1503 Bay Ave, Point Pleasant, New Jersey, The United States of America / MABU Architecture LLC

The American Institute of Architects(AIA) Design Award, Honor Award, New Jersey Chapter

A makeover of an ordinary commercial building that never got much of a second look. A modest sleight-of-hand rather than a grandiose, iconic architectural signature. As straight-forward in use as it is enigmatic in appearance. As if almost nothing had changed.

This project is a small warehouse located along a commercial strip in a mixed-use suburban neighborhood. Adjacent to an excavation company’s parking lot, down the street from a roadside motel, and mixed in with a collection of former single-family homes converted into professional offices, this renovation of a non-descript 1-story machine shop is situated within a scene of vernacular ubiquity - a place in which architecture appears to be conspicuously absent.

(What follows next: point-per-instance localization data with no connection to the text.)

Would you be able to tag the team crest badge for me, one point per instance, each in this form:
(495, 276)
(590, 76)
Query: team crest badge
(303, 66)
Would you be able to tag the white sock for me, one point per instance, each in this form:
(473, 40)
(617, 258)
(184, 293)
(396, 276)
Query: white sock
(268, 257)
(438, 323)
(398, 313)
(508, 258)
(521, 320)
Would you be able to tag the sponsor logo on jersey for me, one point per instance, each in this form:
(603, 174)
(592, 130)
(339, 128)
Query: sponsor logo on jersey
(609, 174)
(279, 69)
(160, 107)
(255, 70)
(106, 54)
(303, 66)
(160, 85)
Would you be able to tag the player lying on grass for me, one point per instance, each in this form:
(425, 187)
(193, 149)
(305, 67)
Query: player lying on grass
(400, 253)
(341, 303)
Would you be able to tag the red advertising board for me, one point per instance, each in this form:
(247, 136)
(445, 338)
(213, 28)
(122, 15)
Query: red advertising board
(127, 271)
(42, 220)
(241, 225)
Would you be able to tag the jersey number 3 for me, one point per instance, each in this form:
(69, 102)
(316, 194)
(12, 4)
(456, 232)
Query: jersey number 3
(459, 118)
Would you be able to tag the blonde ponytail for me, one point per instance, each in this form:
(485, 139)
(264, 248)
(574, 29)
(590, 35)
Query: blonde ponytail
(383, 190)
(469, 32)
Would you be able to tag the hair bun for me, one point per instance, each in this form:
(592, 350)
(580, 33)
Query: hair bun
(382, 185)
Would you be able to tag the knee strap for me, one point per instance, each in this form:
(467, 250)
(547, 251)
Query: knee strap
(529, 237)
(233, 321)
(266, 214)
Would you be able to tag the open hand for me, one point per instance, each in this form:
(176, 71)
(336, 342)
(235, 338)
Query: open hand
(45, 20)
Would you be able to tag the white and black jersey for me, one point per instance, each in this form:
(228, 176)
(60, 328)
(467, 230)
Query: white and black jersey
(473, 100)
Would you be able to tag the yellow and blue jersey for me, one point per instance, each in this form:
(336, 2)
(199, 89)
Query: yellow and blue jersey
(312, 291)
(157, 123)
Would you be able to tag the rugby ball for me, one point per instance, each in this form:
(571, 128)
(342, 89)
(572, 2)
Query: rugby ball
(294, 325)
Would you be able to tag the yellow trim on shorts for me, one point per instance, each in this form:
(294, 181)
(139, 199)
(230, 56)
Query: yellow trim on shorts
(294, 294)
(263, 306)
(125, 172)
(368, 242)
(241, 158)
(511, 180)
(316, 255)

The scope of work includes exterior and interior alterations to an existing primary structure, a new accessory structure, and general site improvements. A new site plan transforms what was an undeveloped lot into a multi-building complex with an integrated series of enclosed gardens and flexible work yards. The primary function of the new 2,000 SF program is the storage of commercial kitchen equipment. Storage, repair, and shipping activities are organized across a shared courtyard bookended by the old and new buildings. The main building doubles as a parttime showroom. Its key design feature is a public facade conceived of as an abstract, generic rectangle, with a blind entry door and no signage. It is compositionally clear, materially precise, but semantically blank. This building does not try to explain itself, put on a show, or beg for your attention. It is just there. Offering up a blank stare. Inspired by the “dead-pan” ethos of photographic documentaries of the “everyday”, such as Ed Rusha’s “26 Gasoline Stations”, as much as it is by the client’s desire for anonymity and modest budget, the new architecture is imbued with a “flat” affect that is both familiar and foreign. It aims to blur the line between what we understand as architecture versus not-architecture through the kind of attention that it seeks to engender - a “double take”.